RM: Today, as Michéa says, when you examine the question of liberalism, you see that there are two powers: the Market and the law. That’s what our magnificent democracy boils down to: you have no power over anything. Markets rule the world. There’s no point in trying to make us believe anything else! That’s why political correctness has replaced Christian values. Look at the American anti-model. You have economic globalization, and the obstacles to that are nations, languages, religions. They stand in the way of what the system wants: the free circulation of goods, but also of people. That’s what the Market is. Is someone resisting the Market? To solve the issue of the recalcitrant, you have the law. In France you have the Gayssot act or the HALDE. Those who want to resist are literally caught between these two authorities.
Q: Is that the situation that led you to write your pamphlets?
RM: They aren’t pamphlets. Pamphlets distort things. I don’t try to politicize things. I read the real, which hides behind all sorts of simulacra, as Baudrillard would say. And it’s this reading of the real that makes me say that non-European immigration is the most important problem for Europe, especially the Muslim element of immigration. The Muslim element is the one that most revealing of our own mental blocks with regard to ourselves. They try to make us believe that we live in a social, intellectual, even a spiritual paradise. To read the real means to smash the lie about ourselves that they try to maintain.
Q: Briefly, how would you characterize this lie?

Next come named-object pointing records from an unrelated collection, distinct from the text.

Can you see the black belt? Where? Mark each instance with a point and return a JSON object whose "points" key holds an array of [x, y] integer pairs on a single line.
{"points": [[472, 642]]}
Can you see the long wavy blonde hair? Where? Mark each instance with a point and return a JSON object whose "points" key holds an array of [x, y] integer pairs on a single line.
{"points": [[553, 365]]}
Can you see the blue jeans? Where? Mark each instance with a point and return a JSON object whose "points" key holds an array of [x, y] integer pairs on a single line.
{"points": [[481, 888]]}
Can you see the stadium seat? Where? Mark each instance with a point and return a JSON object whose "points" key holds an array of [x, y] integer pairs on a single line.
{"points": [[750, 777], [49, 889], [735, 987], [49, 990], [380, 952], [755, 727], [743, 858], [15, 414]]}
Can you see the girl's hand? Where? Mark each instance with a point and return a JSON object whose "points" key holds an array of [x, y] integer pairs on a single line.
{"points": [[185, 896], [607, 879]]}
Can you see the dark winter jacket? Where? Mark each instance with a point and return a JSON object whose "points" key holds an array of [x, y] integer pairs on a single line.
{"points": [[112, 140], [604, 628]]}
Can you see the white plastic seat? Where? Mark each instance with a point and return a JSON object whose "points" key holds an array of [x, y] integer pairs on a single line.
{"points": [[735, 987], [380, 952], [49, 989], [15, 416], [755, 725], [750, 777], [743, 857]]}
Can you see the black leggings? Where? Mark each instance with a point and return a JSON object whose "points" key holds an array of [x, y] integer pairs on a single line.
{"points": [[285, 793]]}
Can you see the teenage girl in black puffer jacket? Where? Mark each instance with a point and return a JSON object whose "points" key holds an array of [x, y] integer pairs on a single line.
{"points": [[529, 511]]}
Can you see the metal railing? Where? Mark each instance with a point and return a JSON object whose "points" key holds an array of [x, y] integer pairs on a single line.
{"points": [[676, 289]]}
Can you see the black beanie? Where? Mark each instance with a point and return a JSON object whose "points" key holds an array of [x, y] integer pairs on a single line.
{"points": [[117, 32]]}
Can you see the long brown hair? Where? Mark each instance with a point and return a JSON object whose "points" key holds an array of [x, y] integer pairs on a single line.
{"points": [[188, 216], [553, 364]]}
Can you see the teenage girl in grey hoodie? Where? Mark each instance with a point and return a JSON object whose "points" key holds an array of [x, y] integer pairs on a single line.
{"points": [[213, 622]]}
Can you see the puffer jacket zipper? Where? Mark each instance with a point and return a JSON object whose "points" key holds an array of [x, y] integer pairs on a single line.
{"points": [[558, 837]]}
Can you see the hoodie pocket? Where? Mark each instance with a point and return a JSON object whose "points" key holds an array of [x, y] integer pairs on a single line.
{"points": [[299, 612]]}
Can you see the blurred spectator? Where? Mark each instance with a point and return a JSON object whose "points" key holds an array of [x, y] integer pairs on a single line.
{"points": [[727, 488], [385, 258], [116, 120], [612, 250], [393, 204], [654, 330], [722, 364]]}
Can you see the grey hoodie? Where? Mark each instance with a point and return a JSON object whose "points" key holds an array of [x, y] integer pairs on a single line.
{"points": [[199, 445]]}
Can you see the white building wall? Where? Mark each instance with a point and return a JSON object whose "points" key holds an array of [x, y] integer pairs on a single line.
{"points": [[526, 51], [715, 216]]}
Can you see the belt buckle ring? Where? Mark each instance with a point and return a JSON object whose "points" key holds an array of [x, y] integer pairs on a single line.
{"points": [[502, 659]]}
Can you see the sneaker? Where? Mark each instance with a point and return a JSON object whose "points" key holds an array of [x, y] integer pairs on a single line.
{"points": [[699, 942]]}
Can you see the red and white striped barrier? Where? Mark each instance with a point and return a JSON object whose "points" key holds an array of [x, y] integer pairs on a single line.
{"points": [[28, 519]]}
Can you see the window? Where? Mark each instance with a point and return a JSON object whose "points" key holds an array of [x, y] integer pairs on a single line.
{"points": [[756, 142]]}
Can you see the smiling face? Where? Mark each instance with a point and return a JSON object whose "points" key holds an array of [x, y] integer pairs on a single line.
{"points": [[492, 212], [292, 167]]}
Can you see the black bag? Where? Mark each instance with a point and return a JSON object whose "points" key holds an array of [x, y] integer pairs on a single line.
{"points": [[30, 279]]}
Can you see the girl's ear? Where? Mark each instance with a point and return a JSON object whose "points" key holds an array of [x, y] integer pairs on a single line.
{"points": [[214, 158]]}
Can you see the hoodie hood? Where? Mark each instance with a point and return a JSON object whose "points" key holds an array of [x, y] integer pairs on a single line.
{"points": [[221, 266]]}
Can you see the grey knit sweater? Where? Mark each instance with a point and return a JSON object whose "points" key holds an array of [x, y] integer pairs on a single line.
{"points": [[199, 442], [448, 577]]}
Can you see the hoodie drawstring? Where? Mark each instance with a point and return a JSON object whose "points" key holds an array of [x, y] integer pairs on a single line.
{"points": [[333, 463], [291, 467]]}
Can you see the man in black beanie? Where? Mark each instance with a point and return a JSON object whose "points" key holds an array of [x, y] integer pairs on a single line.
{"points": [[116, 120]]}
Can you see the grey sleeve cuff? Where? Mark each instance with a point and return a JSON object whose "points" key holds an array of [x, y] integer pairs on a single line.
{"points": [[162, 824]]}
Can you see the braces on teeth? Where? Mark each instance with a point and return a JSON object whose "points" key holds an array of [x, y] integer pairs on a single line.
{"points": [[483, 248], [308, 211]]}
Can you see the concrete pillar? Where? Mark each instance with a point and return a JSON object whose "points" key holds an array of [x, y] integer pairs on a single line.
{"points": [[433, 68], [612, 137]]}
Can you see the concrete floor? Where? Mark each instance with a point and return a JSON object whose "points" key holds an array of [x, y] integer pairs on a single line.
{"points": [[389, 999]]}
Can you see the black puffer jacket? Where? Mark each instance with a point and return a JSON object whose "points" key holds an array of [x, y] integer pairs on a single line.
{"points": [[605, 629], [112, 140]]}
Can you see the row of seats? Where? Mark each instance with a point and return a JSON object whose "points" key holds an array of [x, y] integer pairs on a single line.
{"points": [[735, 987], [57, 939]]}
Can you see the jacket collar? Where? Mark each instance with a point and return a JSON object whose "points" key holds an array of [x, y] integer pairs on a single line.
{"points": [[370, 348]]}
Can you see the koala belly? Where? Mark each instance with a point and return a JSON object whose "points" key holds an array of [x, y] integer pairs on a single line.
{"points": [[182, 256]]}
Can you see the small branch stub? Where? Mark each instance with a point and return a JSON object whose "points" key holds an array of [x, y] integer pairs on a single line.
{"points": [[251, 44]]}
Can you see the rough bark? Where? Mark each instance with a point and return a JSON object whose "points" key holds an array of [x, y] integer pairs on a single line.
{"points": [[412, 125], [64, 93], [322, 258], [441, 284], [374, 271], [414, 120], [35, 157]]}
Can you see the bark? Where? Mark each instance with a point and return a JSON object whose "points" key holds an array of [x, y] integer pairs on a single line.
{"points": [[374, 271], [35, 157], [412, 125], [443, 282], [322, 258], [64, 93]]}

RM: When they make “humanity” the ultimate political concept, in the words of Pierre Manent, we fall into a sort of phobia of the other. The undifferentiated becomes the ideal. And one loses oneself in that. That’s what I call “the fatigue of meaning.” There is nothing that I hate more relentlessly than the contemporary world, this world in which one every day can observe this “fatigue of meaning.”
Q: Allow me, as a way of wrapping up this interview, and of making readers want to discover the this short, brilliant book for themselves, to quote a couple of the aphorisms that in my view best define your attempt to describe the willfully concealed selling of the nation and your hatred of the “contemporary” world. “We no longer see man, what we see is the real in which man occurs as a simulacrum, immigration being one of the names of this degradation that makes man a bio-degradable product in the midst of a Market in which the original (life itself) has been lost.” “I don’t differentiate between immigrants who openly despise French culture and those ethnic Frenchmen whose ignorance has contributed to make our culture descend into the Cultural, in other words, into American relativism.”
Thank you, Richard Millet, for having agreed to speak to the readers of Monde et Vie. Thank you above all for your sumptuous writing, which makes us sense something of the way the selling of the nation that determines our contemporary condition.